Part 2 schmückt relativ simple Rhythmen mit elektronischem Beiwerk, verzichtet dabei aber konsequent auf Schnörkel und Schnickschnack. Nörgler mögen ihm ankreiden, dies ginge zu Lasten der Wuchtigkeit seiner Tracks - und sie haben recht damit. "Live From The Breadline" muss den Hörer nicht plätten: Der findet zwischen Bass, Effekten und Stimme immer noch reichlich Platz für sich.

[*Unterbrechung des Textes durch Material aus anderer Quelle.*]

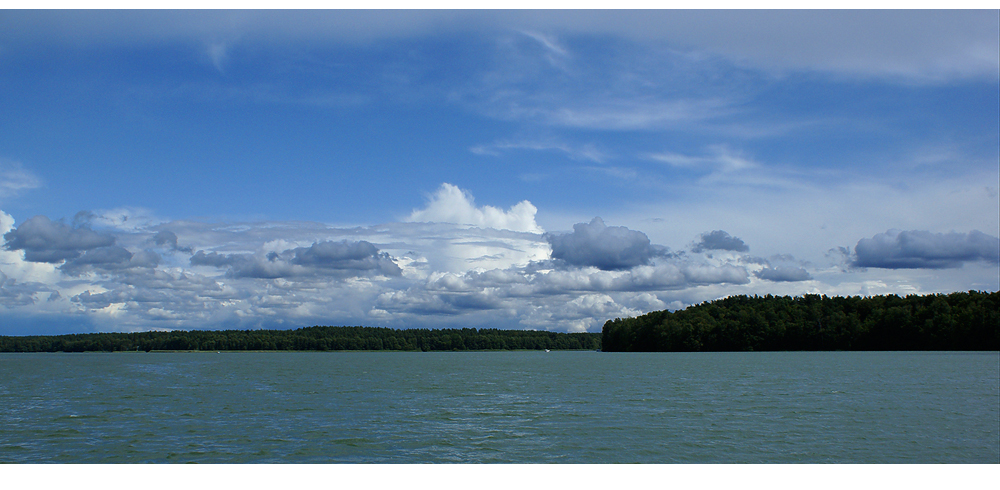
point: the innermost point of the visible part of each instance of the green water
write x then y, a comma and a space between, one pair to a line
502, 407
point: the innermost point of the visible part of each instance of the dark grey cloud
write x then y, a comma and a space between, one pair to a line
605, 247
44, 240
783, 274
916, 249
216, 259
719, 240
166, 237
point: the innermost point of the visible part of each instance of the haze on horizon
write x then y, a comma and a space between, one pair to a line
546, 170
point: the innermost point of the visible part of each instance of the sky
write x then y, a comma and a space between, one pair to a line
545, 170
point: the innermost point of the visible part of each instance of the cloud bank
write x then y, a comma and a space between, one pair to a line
916, 249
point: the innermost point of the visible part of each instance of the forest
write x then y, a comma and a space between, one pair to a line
957, 321
307, 339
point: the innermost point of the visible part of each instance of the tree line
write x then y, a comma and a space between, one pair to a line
957, 321
307, 339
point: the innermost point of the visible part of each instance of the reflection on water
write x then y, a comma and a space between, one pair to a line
509, 407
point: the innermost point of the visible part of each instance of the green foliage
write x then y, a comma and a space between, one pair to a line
957, 321
311, 338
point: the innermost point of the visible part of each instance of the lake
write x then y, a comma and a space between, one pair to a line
501, 407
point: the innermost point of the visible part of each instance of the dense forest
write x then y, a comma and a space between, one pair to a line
957, 321
311, 338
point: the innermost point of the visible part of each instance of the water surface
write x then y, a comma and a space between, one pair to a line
502, 407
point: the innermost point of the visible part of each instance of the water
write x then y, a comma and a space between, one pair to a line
501, 407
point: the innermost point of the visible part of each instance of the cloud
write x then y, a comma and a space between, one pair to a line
719, 240
110, 259
165, 237
605, 247
344, 259
453, 205
721, 159
13, 293
585, 152
783, 274
44, 240
344, 255
930, 45
918, 249
15, 179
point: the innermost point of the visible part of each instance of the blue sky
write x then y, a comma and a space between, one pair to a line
520, 169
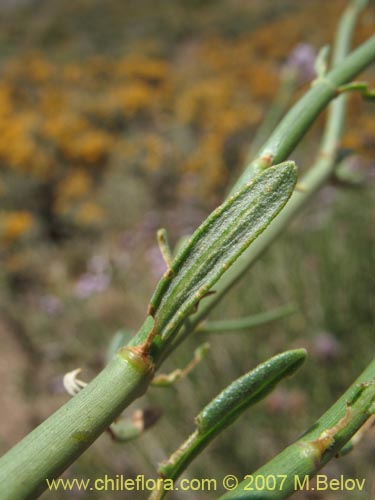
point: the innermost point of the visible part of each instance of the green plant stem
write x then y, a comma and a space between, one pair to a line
296, 123
227, 406
57, 442
287, 87
247, 322
312, 181
318, 445
50, 448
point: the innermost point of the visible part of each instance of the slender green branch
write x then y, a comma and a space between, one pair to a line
247, 322
50, 448
316, 447
58, 441
277, 109
227, 407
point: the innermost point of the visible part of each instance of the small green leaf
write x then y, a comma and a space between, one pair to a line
217, 243
247, 390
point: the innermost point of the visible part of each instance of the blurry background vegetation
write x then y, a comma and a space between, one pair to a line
117, 118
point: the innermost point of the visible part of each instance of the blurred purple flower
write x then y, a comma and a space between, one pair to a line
301, 61
326, 347
96, 280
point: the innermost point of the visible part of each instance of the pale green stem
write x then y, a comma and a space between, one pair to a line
50, 448
57, 442
247, 322
312, 181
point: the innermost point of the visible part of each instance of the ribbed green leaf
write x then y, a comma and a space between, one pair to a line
247, 390
217, 243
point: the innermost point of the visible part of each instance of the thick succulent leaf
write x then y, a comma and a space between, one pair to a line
217, 243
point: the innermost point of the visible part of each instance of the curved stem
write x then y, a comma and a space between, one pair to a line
295, 465
50, 448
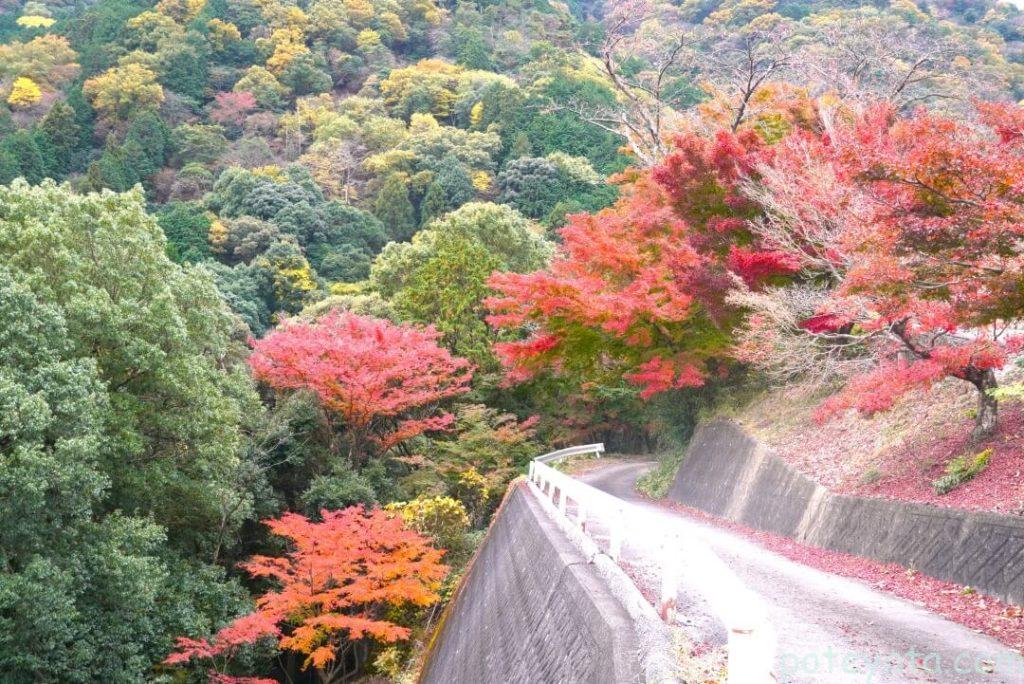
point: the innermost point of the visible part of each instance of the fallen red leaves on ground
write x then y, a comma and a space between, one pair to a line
983, 613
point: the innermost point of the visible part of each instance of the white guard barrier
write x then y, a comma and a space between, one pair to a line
683, 556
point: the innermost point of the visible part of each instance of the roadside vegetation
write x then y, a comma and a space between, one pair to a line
297, 287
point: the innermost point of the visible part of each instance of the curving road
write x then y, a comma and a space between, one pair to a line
829, 629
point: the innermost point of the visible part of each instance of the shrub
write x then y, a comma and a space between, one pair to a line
441, 518
960, 470
656, 481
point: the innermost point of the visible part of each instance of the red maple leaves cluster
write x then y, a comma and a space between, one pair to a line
334, 588
911, 227
382, 380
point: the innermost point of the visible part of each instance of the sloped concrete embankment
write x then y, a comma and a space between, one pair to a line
729, 474
530, 609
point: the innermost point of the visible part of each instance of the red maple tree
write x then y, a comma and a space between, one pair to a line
638, 290
384, 380
919, 232
335, 587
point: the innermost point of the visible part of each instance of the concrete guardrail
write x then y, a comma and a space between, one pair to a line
751, 637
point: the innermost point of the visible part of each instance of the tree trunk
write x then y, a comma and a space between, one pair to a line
984, 424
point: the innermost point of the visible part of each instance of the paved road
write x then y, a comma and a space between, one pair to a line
830, 629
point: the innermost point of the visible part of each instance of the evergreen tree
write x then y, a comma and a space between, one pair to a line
64, 135
150, 138
24, 154
451, 188
394, 209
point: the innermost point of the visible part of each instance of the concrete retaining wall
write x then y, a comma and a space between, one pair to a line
532, 609
728, 474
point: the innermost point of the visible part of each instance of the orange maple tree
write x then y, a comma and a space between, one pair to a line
335, 587
384, 380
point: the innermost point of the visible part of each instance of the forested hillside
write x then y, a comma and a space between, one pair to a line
292, 289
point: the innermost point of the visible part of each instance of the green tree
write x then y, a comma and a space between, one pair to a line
25, 157
440, 276
85, 595
150, 134
451, 188
186, 226
394, 209
160, 337
64, 134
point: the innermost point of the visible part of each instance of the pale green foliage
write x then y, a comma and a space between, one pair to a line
84, 596
440, 276
441, 518
962, 469
159, 335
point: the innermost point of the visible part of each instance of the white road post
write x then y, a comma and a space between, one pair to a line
671, 562
616, 531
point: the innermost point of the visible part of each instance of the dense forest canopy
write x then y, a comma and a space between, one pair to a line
279, 275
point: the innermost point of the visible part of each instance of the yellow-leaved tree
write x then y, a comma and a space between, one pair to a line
24, 93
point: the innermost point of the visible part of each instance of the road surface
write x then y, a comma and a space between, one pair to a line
829, 629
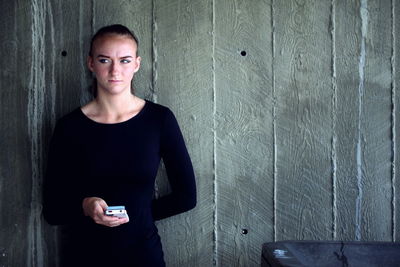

Womit wir bei den Vocals angelangt wären, einem Feld, das kaum Ansatzpunkte für Meckereien bietet. Meist unter Mithilfe von Wayne "Lotek" Bennett abgemischt, behaupten sich die Stimmen problemlos gegenüber den Instrumentals; an keiner Stelle entsteht der Eindruck, ein Sänger oder MC müsse gegen die Musik anschreien, um Gehör zu finden. Sandra Melody, die nahezu in jedem zweiten Track zum Zuge kommt, darf bedenkenlos zwischen Tanya Stephens und Cécile in die erste Liga der Dancehall-Vokalistinnen einsortiert werden. Vom eröffnenden "Will It Ever" bis zum Bonus-Bonbon "Inna Crisis" zeigt sie eine durchgehend starke Leistung und beeindruckt mit leicht näselndem Gesang, den sie solo oder gemeinsam mit verschiedenen Partnern serviert.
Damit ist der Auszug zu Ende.